興味深いのは、個別の脳震盪管理原則を遵守しながら、RTP へのクリアランスを遅らせる、より保守的なアプローチを採用できるかどうかです。この問題に対する考えられるアプローチの 1 つは、頭部損傷後に実施された臨床評価の結果を利用して、GRTP 内の選手を層別化し、負傷から 1 週間で試合に出場が遅れ、したがって試合に出場できない選手をランク付けすることです。
以前の研究では、急性および亜急性の症状の数と重症度が脳震盪後の通常の機能とプレーへの復帰を予測することが特定されており、症状の数と重症度の両方がRTPと用量依存的な関係を示しています。脳震盪後症候群や回復の遅れを予測するバランス異常の証拠は曖昧であり、成人アスリートではなく若者を対象にしているにもかかわらず、有意な関連性を示しているのは一部の研究のみである。脳震盪後に認知機能と平衡機能が評価されることがよくありますが、より長期間にわたって、スポーツの文脈では即時の障害は RTP と関連していません。
ラグビーは、GRTP に加えて、マルチモーダルな 3 時点の頭部損傷評価を採用しているため、脳震盪診断プロセスの症状、認知、平衡要素と RTP との関連性を探るユニークな機会を提供します。 (HIA)、損傷時(HIA1)と頭部損傷後の初期のスクリーニングで構成されます(HIA2は頭部衝撃の2時間後、HIA3は頭部衝撃の48時間後に実施されます)。HIA スクリーニングは、サイドライン脳震盪評価ツールに基づいており、症状チェックリスト、認知サブテスト、バランス評価が含まれています。これらのサブテスト結果のいずれかが、以前に評価されたベースラインテストと比較して異常である場合に脳震盪と診断されますが、これらのサブテストのパフォーマンスと RTP 時間との関連性は不明です。

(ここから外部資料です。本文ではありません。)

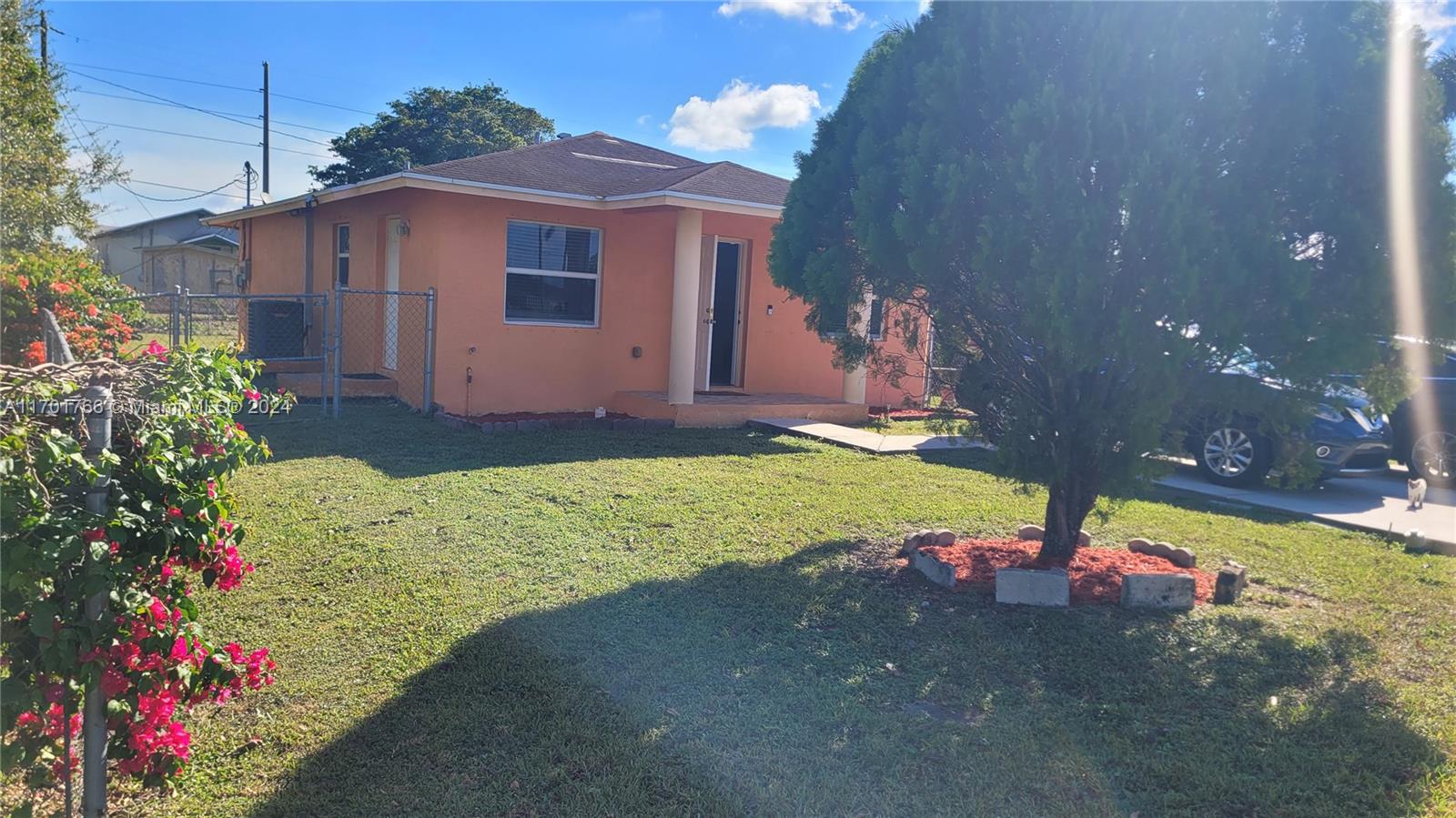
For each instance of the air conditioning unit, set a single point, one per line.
(276, 328)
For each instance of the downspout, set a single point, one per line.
(308, 242)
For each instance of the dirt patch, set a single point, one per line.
(1096, 574)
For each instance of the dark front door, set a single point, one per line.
(725, 315)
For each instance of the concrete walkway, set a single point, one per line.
(1369, 504)
(866, 439)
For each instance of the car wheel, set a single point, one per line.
(1433, 456)
(1232, 456)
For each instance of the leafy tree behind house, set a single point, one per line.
(43, 191)
(433, 126)
(1101, 204)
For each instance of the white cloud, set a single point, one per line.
(740, 109)
(1434, 16)
(817, 12)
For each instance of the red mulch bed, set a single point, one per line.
(902, 414)
(504, 417)
(1096, 574)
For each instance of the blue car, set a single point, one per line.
(1346, 437)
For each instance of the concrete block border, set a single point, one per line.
(1159, 591)
(936, 571)
(1048, 589)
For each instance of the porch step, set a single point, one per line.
(735, 409)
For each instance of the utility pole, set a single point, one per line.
(266, 126)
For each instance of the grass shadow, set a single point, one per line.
(830, 683)
(404, 444)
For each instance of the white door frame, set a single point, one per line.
(734, 376)
(390, 347)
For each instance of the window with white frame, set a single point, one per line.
(834, 329)
(552, 274)
(341, 255)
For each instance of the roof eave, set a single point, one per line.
(421, 181)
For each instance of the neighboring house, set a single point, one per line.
(172, 250)
(581, 272)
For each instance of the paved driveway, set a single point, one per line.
(1373, 504)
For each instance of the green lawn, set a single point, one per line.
(710, 621)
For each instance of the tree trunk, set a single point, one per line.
(1067, 505)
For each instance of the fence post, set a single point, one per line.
(187, 298)
(324, 348)
(177, 315)
(96, 400)
(339, 344)
(430, 351)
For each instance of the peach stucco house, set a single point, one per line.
(580, 272)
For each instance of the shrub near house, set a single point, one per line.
(167, 526)
(75, 288)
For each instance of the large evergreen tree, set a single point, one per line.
(433, 126)
(41, 189)
(1101, 204)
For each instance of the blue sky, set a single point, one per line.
(762, 73)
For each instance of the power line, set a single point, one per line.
(164, 77)
(208, 111)
(200, 109)
(66, 114)
(197, 137)
(222, 86)
(200, 192)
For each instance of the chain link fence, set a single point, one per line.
(383, 347)
(153, 316)
(351, 344)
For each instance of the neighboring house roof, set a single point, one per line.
(198, 214)
(589, 170)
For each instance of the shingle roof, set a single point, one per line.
(602, 165)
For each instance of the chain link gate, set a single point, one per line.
(383, 347)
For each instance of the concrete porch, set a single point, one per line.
(734, 409)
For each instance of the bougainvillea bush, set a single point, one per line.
(167, 531)
(73, 287)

したがって、この研究は、選手が少なくとも 1 試合を欠場するような、脳震盪後の RTP 時間の延長に関連するサブテストがあるかどうかを特定することを目的として、HIA プロセス中に脳震盪を起こした選手の臨床症状を記述することを目的としました。我々は、脳震盪後最初の 3 日以内の異常なサブテスト結果は RTP 時間の遅延と関連しているのではないかと仮説を立てました。
HIA2 プレゼンテーション
HIA2 で異常な症状の結果が出た選手は、試合時間がショートよりもロングに出場する可能性が 2.21 倍高かった(ロングで 68% 対ショートで 48%、OR = 2.21、95%CI: 1.39 ~ 3.50)。症状の支持が HIA1 から HIA2 に増加した場合、プレーヤーは、短いケース (HIA1 よりも HIA2 の方が悪化したプレーヤーの 25%) よりも長いケース (HIA1 よりも HIA2 の方が 46% 悪化) になる可能性が平均 2.49 倍高かった (OR = 2.49、95%CI: 1.36–4.58))

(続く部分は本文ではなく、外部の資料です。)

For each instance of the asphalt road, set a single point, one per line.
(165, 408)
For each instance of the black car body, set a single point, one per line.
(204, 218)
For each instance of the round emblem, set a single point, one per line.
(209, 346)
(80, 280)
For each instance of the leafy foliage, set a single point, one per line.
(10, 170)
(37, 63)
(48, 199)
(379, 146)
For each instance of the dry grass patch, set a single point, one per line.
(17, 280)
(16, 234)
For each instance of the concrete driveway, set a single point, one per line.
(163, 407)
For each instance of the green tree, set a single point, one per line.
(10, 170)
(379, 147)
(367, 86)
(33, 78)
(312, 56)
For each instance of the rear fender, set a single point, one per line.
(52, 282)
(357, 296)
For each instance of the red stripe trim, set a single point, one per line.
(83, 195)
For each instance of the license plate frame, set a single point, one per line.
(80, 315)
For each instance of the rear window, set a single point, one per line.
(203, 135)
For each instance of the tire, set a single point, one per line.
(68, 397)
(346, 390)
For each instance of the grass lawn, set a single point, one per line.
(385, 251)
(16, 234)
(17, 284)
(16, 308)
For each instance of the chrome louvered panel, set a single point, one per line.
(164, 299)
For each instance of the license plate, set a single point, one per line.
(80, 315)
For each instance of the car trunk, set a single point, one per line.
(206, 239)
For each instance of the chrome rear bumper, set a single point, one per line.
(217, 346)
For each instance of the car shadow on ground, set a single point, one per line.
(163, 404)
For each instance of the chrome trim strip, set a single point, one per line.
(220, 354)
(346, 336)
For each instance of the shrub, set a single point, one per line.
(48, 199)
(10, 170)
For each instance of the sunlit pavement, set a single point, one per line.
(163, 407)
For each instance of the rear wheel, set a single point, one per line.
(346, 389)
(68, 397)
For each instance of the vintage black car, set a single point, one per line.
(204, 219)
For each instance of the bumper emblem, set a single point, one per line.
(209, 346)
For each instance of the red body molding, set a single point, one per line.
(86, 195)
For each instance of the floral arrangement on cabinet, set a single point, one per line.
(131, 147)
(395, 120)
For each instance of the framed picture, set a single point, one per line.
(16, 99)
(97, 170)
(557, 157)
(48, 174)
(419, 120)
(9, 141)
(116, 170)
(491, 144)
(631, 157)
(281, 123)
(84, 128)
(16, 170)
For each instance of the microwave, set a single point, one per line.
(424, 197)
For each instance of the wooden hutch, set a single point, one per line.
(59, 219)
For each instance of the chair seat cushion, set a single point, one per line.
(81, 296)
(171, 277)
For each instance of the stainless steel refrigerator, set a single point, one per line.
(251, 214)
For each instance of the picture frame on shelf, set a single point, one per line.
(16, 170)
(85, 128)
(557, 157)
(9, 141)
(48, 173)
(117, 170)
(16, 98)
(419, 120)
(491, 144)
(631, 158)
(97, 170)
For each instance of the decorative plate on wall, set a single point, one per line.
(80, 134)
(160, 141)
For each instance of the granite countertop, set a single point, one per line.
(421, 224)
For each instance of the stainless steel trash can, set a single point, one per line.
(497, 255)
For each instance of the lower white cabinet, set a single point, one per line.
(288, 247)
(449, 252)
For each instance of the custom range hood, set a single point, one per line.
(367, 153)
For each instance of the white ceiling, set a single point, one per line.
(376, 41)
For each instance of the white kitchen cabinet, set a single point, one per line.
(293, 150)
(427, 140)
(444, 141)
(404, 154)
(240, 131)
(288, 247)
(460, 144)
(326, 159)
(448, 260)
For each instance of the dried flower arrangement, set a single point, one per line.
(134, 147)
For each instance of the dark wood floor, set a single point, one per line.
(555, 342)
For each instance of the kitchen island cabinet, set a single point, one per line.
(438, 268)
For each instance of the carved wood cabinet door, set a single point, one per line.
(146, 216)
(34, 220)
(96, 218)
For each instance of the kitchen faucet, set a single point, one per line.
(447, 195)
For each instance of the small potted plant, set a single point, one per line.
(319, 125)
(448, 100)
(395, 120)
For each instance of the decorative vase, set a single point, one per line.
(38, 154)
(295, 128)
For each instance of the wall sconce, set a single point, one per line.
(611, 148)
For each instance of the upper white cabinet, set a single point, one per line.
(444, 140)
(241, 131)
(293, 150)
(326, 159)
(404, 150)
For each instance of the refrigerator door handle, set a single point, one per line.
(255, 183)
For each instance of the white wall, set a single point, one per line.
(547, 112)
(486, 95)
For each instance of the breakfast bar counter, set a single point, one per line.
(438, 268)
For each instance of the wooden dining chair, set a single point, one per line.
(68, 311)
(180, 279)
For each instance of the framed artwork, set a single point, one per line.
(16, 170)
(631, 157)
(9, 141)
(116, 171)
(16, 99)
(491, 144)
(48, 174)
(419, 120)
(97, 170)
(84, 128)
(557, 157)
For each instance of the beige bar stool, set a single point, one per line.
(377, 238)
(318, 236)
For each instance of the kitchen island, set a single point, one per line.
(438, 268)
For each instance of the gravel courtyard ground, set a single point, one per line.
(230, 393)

HIA2中の症状重症度スコアがベースライン時よりも高かった選手は、ショートよりもロングでプレーする可能性が2.35倍高かった(ロングの69%対ショートの31%、OR=2.35、95%CI:1.48~3.73)。
HIA1 から HIA2 への即時記憶能力の中央値改善は、長期よりも短期の方が有意に大きかった ( p = 0.048)。ただし、このパフォーマンスの変化は、長期と比較して短期の方が改善されるオッズとは関連していませんでした (OR = 1.80、95% CI : 0.87–3.73) (表 1 )。認知機能やバランスのサブテストの結果は、より長期の復帰と関連していませんでした。
HIA3 プレゼンテーション
HIA3 での異常な症状の承認と症状の重症度は、短いよりも長い確率と関連していました。長期症例の選手のうち、ベースラインよりも HIA3 での症状がより多いと認めた選手は 36% だったのに対し、短期症例の選手は 14% でした (OR = 3.30、95%CI: 1.89 ~ 5.75)。一方、長期症例では 36% がベースラインよりも HIA3 の症状の重症度が高かったのに対し、短期症例では 15% でした (OR = 3.23、95%CI: 1.85 ~ 5.62)。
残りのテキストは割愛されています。